SCADA Alarm Analysis: Tips & Standards for Mastery

Jason Israelsen & Alyssa
October 22, 2024
10 min read

Understanding Alarm System Overload

  • The high frequency of alarms in supervisory control and data acquisition (SCADA) systems can lead to desensitization and complacency among operators, reducing the effectiveness of the alarms in signaling genuine emergencies.
  • To maintain a healthy alarm system, a holistic and proactive approach is recommended, including regular assessment, multidisciplinary review, targeted action, and continuous re-evaluation to ensure operational efficiency and safety.

Alarm Fatigue: A Hidden Threat to Operational Efficiency

While acquainting themselves with a new plant’s operations, a controls engineer delved into the alarm summary to gather insights. What they discovered was staggering: The system was inundated with hundreds of alarms. Some were being triggered more than 50 times a day while others remained in a constant state of alarm for weeks at a time.

Further inquiry revealed this scenario was considered normal within the day-to-day operations of the plant. The plant staff were comfortable with the state of their system and the volume of alerts.

However, as an outsider, the controls engineer felt overwhelmed and struggled to effectively navigate the system. The disconnect between experiences prompted the engineer to consider how to bridge this gap in understanding and propose a feasible solution to address the issue.

The Role of Alarms in SCADA Systems

Alarming serves a critical function within a SCADA system, alerting operations (either audibly or visibly) to items that need to be addressed, such as process deviation, abnormal conditions, or equipment malfunction. However, the function of an alarm system is often compromised when high frequencies of alarms occur, leading to habituation, desensitization, and complacency among operators. This overstimulation diminishes the significance of alarms and hinders the system’s ability to bring attention to genuine emergencies.

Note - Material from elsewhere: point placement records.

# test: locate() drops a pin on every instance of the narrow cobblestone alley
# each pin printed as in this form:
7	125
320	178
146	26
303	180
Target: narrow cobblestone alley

The classic tale “The Boy Who Cried Wolf” provides an analogy of consequences that come from an alarm system with poor performance. In the story, the boy repeatedly falsely alarms the townspeople. Over time, the people become indifferent to the alarms. Consequently, when a real wolf threatens the safety of the town, the people no longer heed the boy’s cries and the sheep suffer the consequences in the end. Unfortunately, comparable situations are not uncommon in SCADA systems, where an operator’s desensitization to authentic alarms endangers operations and threatens safety.

Figure 1: A sample alarm distribution of alarm priorities, the bar chart shows the distribution in percentages and the table shows the distribution by counts. Note in this sample the distribution is often heavy on the higher priority alarms ("HIGH" and "MEDIUM"), versus the low priority alarms ("LOW" AND "INFO").
Alarm Counts Priority Distribution: A sample alarm distribution of alarm priorities, the bar chart shows the distribution in percentages and the table shows the distribution by counts. Note in this sample the distribution is often heavy on the higher priority alarms (“HIGH” and “MEDIUM”), versus the low priority alarms (“LOW” AND “INFO”).

How to Evaluate SCADA Alarm System Health

Based on situations like the one mentioned above, with the understanding the scenario described is unfortunately quite common in SCADA systems, it is recommended to approach alarm system health holistically.

Crises can be averted by conducting an objective assessment of an alarm system’s state and address areas of concern. This proactive stance allows users to identify potential issues before they escalate, enabling timely intervention and effective implementation.

Building an Effective Alarm Management Process

Through systematic evaluation and targeted action, organizations can mitigate risks and ensure continued safety, efficiency and reliability of critical industrial processes.
With a well-defined process, an unbiased perspective of alarm system health can be achieved.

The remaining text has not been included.